Entrevue exclusive avec la Délégation Culturelle du Consulat de France au Québec. Questions à M. Stéphane Catta, Conseiller de coopération et d’action culturelle du Consulat français au Québec, et M. François Croquette, attaché culturel sis à Montréal.

Depuis quelle date la délégation culturelle existe-t-elle au Québec et quelle a été son évolution ?
– Le Consulat général de France à Québec fête cette année son 150ème anniversaire, mais la création du service culturel sous sa forme actuelle date des années soixante. Ce n’est pas un Institut ou un Centre culturel avec pignon sur rue, mais un service à part entière du Consulat – tant il est vrai que les échanges culturels sont au cœur de la relation directe et privilégiée entre la France et le Québec.

Comment qualifieriez-vous l’évolution des relations culturelles entre Québec et France dans la dernière décennie ?
– Beaucoup de chemin a été parcouru depuis les années 60 et 70, lorsque notre coopération était centrée sur l’éducation et la redécouverte de notre mémoire partagée. Les années croisées Québec-France et France-Québec en 1999-2000, il y a dix ans, ont permis de donner à cette relation une impulsion nouvelle pour montrer la modernité de nos échanges culturels. Nous développons aujourd’hui des partenariats entre des artistes et des institutions qui se connaissent et s’apprécient et ont envie de mener ensemble des projets ancrés dans la modernité de nos sociétés, que ce soit dans le domaine du théâtre, de la danse ou de la musique.

Quels sont les axes prioritaires autour desquels cette relation se concentre?

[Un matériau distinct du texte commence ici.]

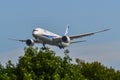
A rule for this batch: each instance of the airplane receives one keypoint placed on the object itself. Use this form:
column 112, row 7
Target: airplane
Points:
column 46, row 37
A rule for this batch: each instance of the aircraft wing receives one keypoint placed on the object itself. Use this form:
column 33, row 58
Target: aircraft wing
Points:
column 87, row 34
column 21, row 40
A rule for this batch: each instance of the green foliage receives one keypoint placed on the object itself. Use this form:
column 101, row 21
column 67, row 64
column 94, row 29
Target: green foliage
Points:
column 45, row 65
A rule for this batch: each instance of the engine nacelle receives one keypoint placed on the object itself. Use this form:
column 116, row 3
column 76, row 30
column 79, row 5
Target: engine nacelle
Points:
column 30, row 42
column 65, row 42
column 66, row 39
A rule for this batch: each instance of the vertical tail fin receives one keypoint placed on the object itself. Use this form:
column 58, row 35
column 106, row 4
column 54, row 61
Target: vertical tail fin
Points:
column 67, row 31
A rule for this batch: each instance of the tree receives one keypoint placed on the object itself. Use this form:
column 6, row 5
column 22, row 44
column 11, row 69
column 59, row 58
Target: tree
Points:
column 45, row 65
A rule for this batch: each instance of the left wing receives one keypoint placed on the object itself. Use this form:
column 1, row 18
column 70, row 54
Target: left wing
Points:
column 87, row 34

– Dans le droit fil de cette évolution, la prochaine Commission permanente de coopération franco-québécoise aura pour thématique prioritaire les projets de coproduction, co-création, coédition et codiffusion, quel que soit le champ artistique dans lequel s’inscrivent ces projets. C’est ainsi que les gouvernements français et québécois ont choisi d’accompagner depuis plusieurs années la démarche de création d’un auteur comme Wajdi Mouawad, qui a été l’an dernier l’artiste associé du Festival d’Avignon.

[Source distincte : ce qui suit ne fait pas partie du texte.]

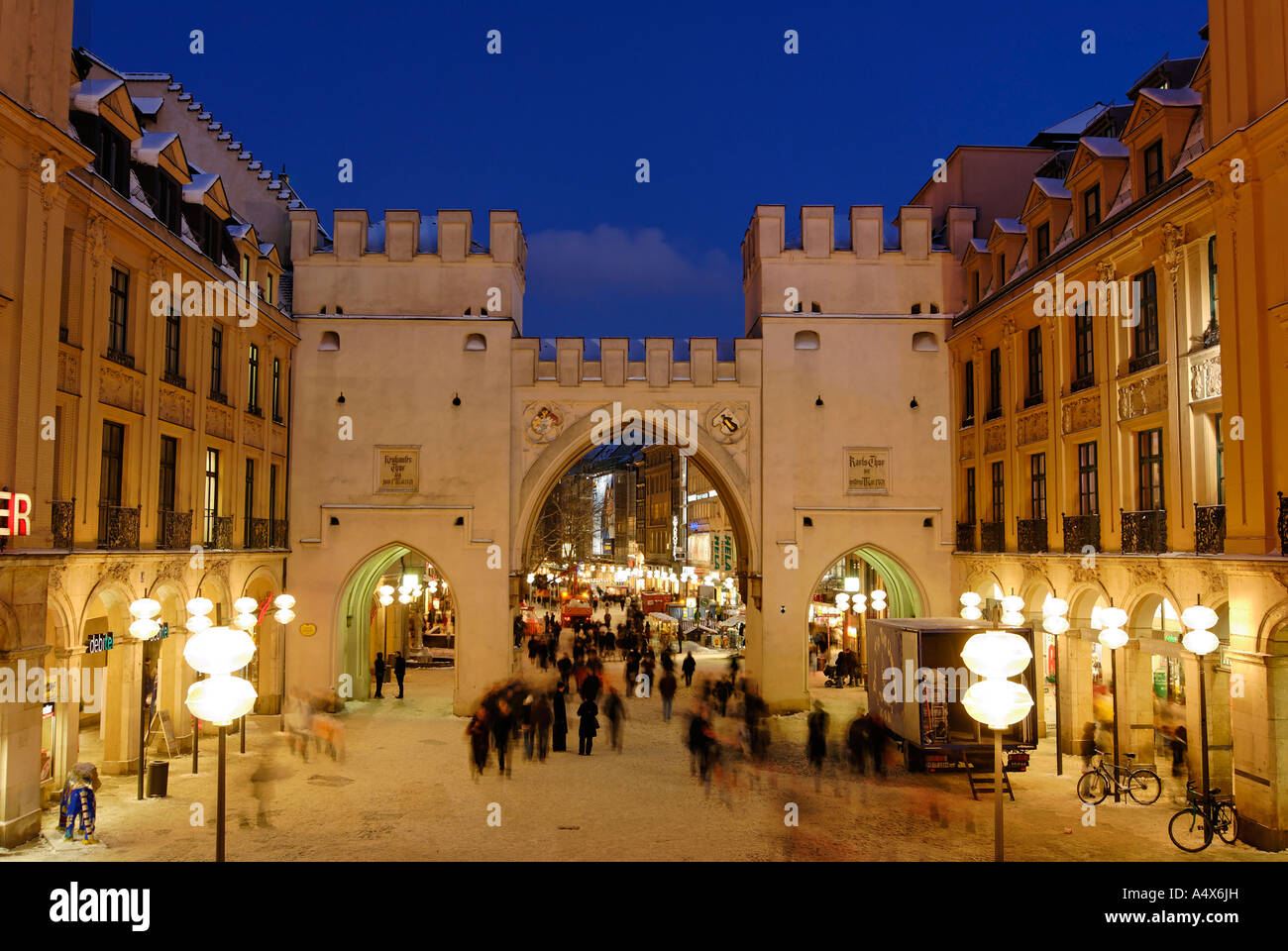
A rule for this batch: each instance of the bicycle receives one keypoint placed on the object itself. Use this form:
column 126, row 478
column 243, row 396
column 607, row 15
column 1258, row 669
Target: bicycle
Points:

Quels sont les domaines artistiques prédominants / ceux qu’il vous importe particulièrement de développer, et pourquoi ?
– Nous n’avons pas voulu privilégier un champ artistique au détriment des autres. Nous retenons des projets en fonction de leur intérêt propre. L’objectif de notre politique culturelle est justement de maintenir la pluridisciplinarité au coeur de nos activités. La richesse des échanges entre nos artistes, le travail commun des structures institutionnelles et des collectivités territoriales qui se situent de part et d’autre de l’Atlantique nous permettent justement de préserver la diversité exceptionnelle de nos champs d’intervention. Aussi notre véritable objectif est-il de susciter un maximum de collaboration dès la genèse des projets. Nous incitons nos partenaires à collaborer à l’élaboration même du processus de création et à participer à part égale au développement du projet artistique.

Différents partenaires culturels québécois (éditeurs, salons du livre, festivals pluridisciplinaires…) citent souvent le Consulat de France comme un partenaire privilégié de leurs manifestations. Quels sont les moyens mis en œuvre, quelles formes cela prend-il / du point de vue de l’enveloppe budgétaire, ces moyens sont-ils stables, en augmentation ou en baisse / dans quel sens vont-ils évoluer ?

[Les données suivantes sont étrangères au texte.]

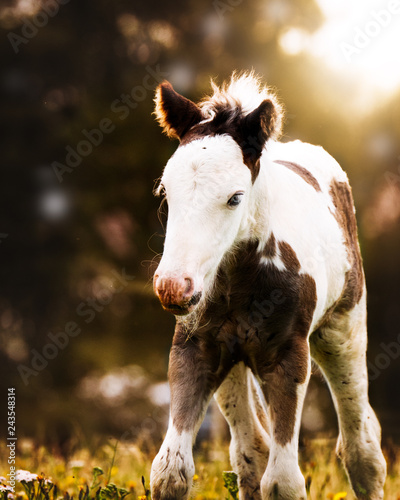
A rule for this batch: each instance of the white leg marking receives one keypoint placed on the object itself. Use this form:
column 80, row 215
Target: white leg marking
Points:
column 339, row 349
column 173, row 468
column 244, row 411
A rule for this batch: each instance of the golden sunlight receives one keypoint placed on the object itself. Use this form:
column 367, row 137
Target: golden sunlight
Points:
column 359, row 41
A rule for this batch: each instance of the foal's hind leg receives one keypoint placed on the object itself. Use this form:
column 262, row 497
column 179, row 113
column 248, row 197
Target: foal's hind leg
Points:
column 243, row 409
column 340, row 351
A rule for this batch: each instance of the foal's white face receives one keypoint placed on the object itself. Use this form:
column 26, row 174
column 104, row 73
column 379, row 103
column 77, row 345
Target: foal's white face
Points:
column 207, row 187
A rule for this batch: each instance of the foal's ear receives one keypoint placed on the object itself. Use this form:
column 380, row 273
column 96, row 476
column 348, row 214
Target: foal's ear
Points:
column 175, row 113
column 255, row 129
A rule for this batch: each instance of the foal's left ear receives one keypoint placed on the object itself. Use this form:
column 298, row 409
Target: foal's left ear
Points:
column 175, row 113
column 255, row 129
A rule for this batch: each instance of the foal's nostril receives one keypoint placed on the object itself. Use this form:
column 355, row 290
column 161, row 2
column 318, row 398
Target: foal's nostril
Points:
column 189, row 286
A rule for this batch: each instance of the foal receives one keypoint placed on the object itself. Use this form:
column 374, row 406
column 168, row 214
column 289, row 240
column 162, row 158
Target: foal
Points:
column 262, row 269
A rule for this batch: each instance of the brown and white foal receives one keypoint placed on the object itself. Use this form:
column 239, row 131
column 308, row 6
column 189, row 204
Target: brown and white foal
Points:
column 262, row 268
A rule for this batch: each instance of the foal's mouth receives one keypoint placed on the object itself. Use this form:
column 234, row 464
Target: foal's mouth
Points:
column 185, row 308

– Nous sommes en effet partenaires de nombreuses manifestations culturelles associant la France et le Québec, notamment des Festivals qui invitent des artistes français à se produire ici. Le plus souvent, notre aide porte sur l’achat de billets d’avions, ou la prise en charge de dépenses liées à la venue de ces artistes. Ce ne sont pas des sommes très élevées, mais c’est parfois ce soutien qui permet à un projet de se réaliser. Il est clair, malheureusement, que nos moyens sont durablement orientés à la baisse, en raison du contexte économique et budgétaire. A nous d’essayer de limiter les effets de cette baisse en utilisant au mieux les nombreuses possibilités de partenariat qui existent, y compris en termes de mécénat.

Si vous deviez de votre point de vue, caractériser la spécificité culturelle et artistique québécoise, que diriez-vous ? Comment percevez-vous cette caractéristique au sein même du Canada ?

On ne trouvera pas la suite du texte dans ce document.